Apple, for its part, has said that Spotify and other apps benefited immensely from its placement in the iOS ecosystem and App Store, calling their complaints “baseless” and saying that the companies “simply want a free ride, and don’t want to play by the same rules as everyone else.”
Jeff Bezos, the world’s richest man, rarely answers to anyone—even extortionists. But on Monday, the Amazon founder and CEO agreed to sit down to be questioned by the House Judiciary Committee for the first time, the culmination of over a month of back-and-forth with the powerful Congressional committee.
The hearing, set for sometime this summer, is part of the same investigation for which Apple’s Cook was invited to speak. Facebook CEO Mark Zuckerberg and Google CEO Sundar Pichai have also agreed to testify for Congress, though they’ve been there plenty of times before. The investigation concerns the tech titans’ ability to manipulate the economies in which they operate.
Among the issues that will likely be raised to Bezos is Amazon’s practice of giving its own products preferential placement on its site. Further, Amazon often produces its own version of third party items that are proving popular with customers, then not only gives its own items preferential placement, but also undercuts the third party on price, as well.
Its digital practices have long received scrutiny, but this spring, much of the public ire directed at Amazon was focused on the safety of its large warehouses as the coronavirus pandemic began ravaging the nation. Amazon was accused of not protecting its employees, who work long and grueling shifts inside the warehouses; there were wildcat protests and strikes throughout the spring, and after Amazon fired one of the organizers of a New York strike, documents surfaced that showed the company’s efforts to smear the former employee.

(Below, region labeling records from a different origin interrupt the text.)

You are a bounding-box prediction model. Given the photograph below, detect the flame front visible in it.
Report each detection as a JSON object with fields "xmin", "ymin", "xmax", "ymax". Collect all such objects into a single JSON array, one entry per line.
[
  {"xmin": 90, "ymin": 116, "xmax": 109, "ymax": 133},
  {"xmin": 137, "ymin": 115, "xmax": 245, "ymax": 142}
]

At least eight warehouse employees have died of coronavirus and Amazon is being sued by New York employees, who say they were left unprotected and wound up bringing the disease home to loved ones. Since the rash of bad press, Amazon announced that it planned to spend $800 million on COVID-19 protection and has gone out of its way to upgrade its warehouses and show them off to the press; earlier this week, the company unveiled an AI system that is enforcing social distancing.
While CEO Mark Zuckerberg will also testify to Congress, most of the company’s trouble has involved public relations, employee unrest, and the close eye of a president whose campaign depends on the company maintaining lax standards.
Facebook pledged after the 2016 election to tighten its standards and enforce rules against trolls, Russian bots, and other agents of misinformation, but the company has been criticized for making good on few of its promises, even when tangible solutions were found.
Zuckerberg has come under fire from all quarters for his decision not to censor or place warnings on violent and racist posts from President Trump, even after other social networks, such as Twitter and Snapchat, have taken action. Employees, working from home during the pandemic, staged a virtual “walkout,” while Zuckerberg was accused of failing to curb misinformation by the scientists funded by the foundation he runs with wife Priscilla Chan.
On Wednesday, Facebook announced that it would allow users to turn political ads off in the United States. This came after former Vice President and presumptive Democratic nominee Joe Biden called for the company to fact check ads on the site.